Waymo today published a modern research paper introducing its “End-to-End Multimodal Model for Autonomous Driving,” also known as EMMA. This modern end-to-end training model processes sensor data to generate “future autonomous vehicle trajectories,” helping Waymo’s autonomous vehicles make decisions about where to go and how to avoid obstacles.
But more importantly, this is one of the first signs that an autonomous driving leader has projects to exploit MLLM in its business. This is a sign that these LLMs can break free from their current exploit as chatbots, email organizers and image generators and find exploit in a completely modern environment down the road. In its research paper, Waymo proposes “developing an autonomous driving system in which MLLM will be a first-class citizen.”
A comprehensive multimodal autonomous driving model, also known as EMMA
The article describes how, historically, autonomous driving systems have developed specific “modules” for various functions, including perception, mapping, prediction and planning. This approach proved useful for many years, but presented scaling problems “due to accumulated errors between modules and limited communication between modules.” Moreover, these modules may have difficulty responding to “new environments” because they are “predefined” by nature, which can make adaptation challenging.
Waymo developed EMMA as a tool to lend a hand robots navigate sophisticated environments. The company identified several situations where the model helped autonomous cars find the right route, including: in case of encountering various animals or road works.
Other companies, such as Tesla, have spoken extensively about developing comprehensive models of their autonomous cars. says Elon Musk that the latest version of the Full Self-Driving system (12.5.5) uses an “end-to-end neural network” artificial intelligence system that translates camera images into driving decisions.
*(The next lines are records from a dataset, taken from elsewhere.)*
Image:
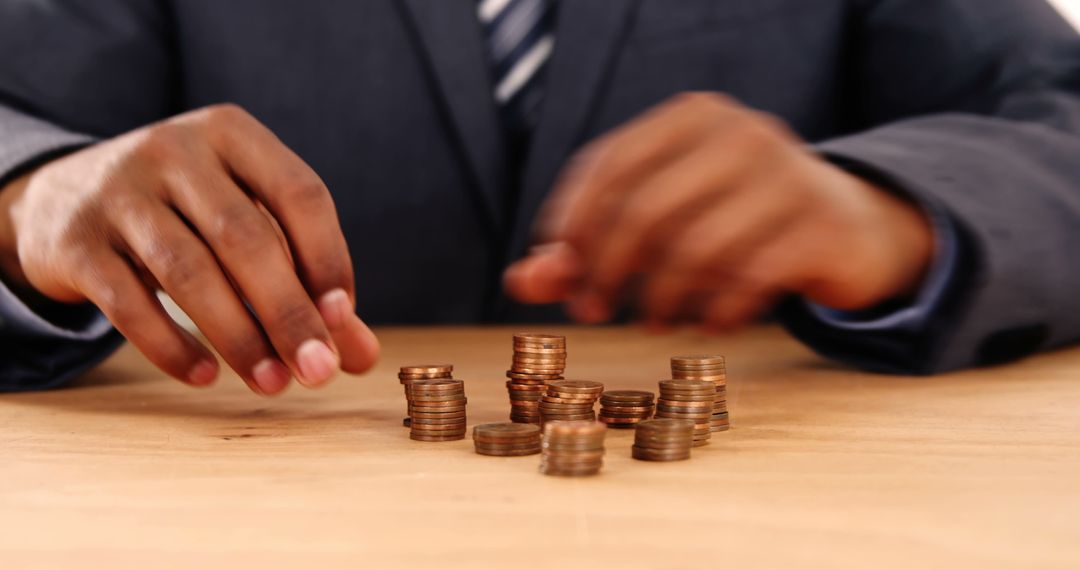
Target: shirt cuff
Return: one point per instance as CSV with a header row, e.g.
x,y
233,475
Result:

This is a clear indication that Waymo, which has an advantage over Tesla in deploying autonomous vehicles on the road, is also interested in developing a comprehensive system. The company said its EMMA model excels at predicting trajectories, detecting objects and understanding road charts.
“This suggests a promising direction for future research that could combine even more basic autonomous driving tasks in a similar scaled-up configuration,” the company said in a blog post today.
However, EMMA also has its limitations, and Waymo acknowledges that further research will be necessary before the model can be implemented. For example, EMMA couldn’t incorporate 3D sensor input from lidar or radar, which Waymo said was “computationally expensive.” It could only process a petite number of image frames at a time.
There are also risks associated with using MLLM for robotics training that were not mentioned in the research article. Chatbots like Gemini often hallucinate or fail to perform plain tasks such as reading clocks or counting objects. Waymo has very little margin for error when its autonomous vehicles are traveling at 40 miles per hour on a busy road. More research will be needed before these models can be deployed on a enormous scale – Waymo has no doubt about that.
“We hope that our results will inspire further research to alleviate these issues,” writes the company’s research team, “and further develop state-of-the-art architecture for autonomous driving models.”